On line review from Derek O'Brien
Richard Herring - Someone Likes Yoghurt
Contributed by Derek O'Brien
Thursday, 27 October 2005 - 10:50
The trouble with writing about comedians is that you watch too many of them. That is, after scores of gigs and hundreds of sets that are good, bad and indifferent, you develop a critical, or at least a forensic eye. Your sense of openness, the ability to just sit back and enjoy someone telling you something funny, is papered over. It's like magicians attending one of their colleagues' shows, and then sitting and saying to themselves or each other, "You can see where the false panels are." Some comedians can be even worse at such events, as there's an additional element of identification and competition. Thankfully for me I have no desire to stand before a mic and tell people the one about the nun, the duck and the bar of soap (you've probably heard it before already).
When I watch an act, one of three things happens:
1. I think they're good, and I immediately start analysing why.
2. I think they're not so good, and I immediately start analysing why.
I simply enjoy myself. This might seem a repeat of Option 1, but it isn't. I've seen many comedians who are technically proficient, who believe they know how to look and sound, have studied all the right tomes and have rehearsed the timing, rhythm and content of their gags to maximise laughs with mathematical precision. But you can still see the where the false panels are. Others, however, do it without any seeming effort or deliberation on their part. Then you are swallowed up by it, and you return to those days when you first started listening to stand-up, and had no other objectives than to have a good time.
The third option is rare, and all the more wonderful for when it does happen.
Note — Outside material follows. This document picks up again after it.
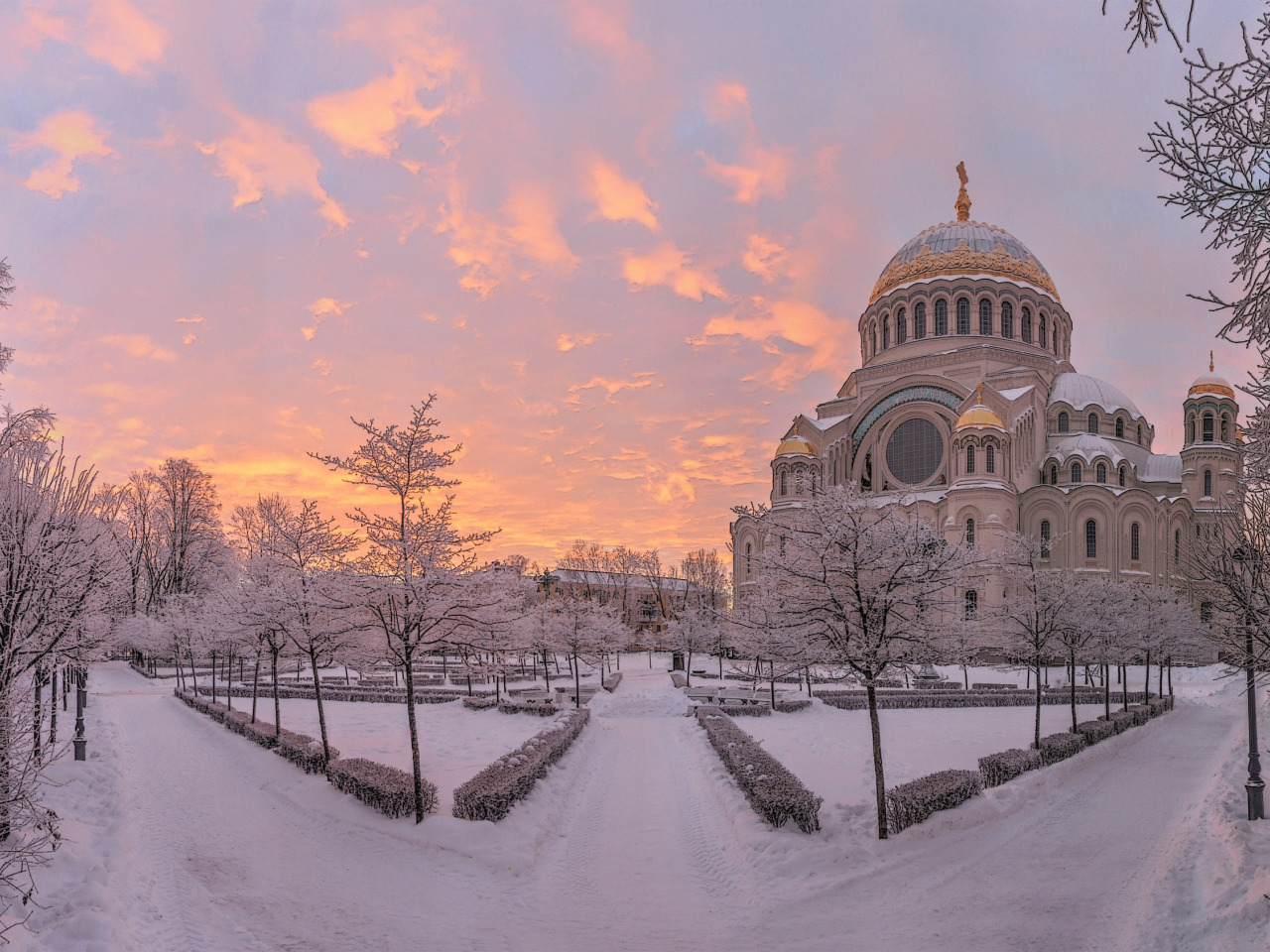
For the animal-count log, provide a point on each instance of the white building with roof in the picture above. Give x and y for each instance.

Richard Herring's 'Someone Likes Yoghurt' was one such experience, where, after twenty minutes, I found that I had stopped taking notes, being too busy laughing and enjoying myself, and just put my notebook and pen aside.
This is his twentieth show on the Edinburgh Fringe, as well as his return to straight solo standup after over thirteen years of writing for other people in various capacities. But there were no nerves, no atrophy of skills to be seen, as he strode onto stage with a driving confidence most comics on the circuit would give their best George Bush jokes to possess.
Looking like the coolest supply teacher you could possibly get, the one you once had in your class and always wanted back, he immediately grasped and kept the sold-out crowd in thrall, with an hour of hilarious, intelligent, brilliantly polished observations. With bête noires ranging from Kipling (thankfully the writer, not the more important cakemonger) to magpie superstitions to Papal succession to, of course, yoghurt (culminating with a fabulous, full-on tirade as he explained the origin of his current show's name), he took things to their illogic conclusion, hitting all of his targets with wonderful precision.
As a comedian he is, as contradictory as it may seem, not easily seen in his act. This is not to say that he has no onstage persona. Far from it, he is at turns affable, defiant, wicked, sympathetic, committed and committable. But he doesn't let the set become secondary to his ego. He does not try to impress or shock, or show he still "has it". He doesn't need to. He has nothing to prove to his audience, only something to tell them. He is uncompromising, but not in an arrogant, hubris-driven way. He is sharp, but doesn't have to stab you to prove it. He has no need or desire to curry favour with the current gagerati, or those punters who follow them. His moments of outrageous invention make people laugh because they're funny, not because they're outrageous.
And he has been making people laugh for over 17 years. And he's younger than me. And though I still have no desire to be a comedian, I remain Hulk-green with envy at his talents.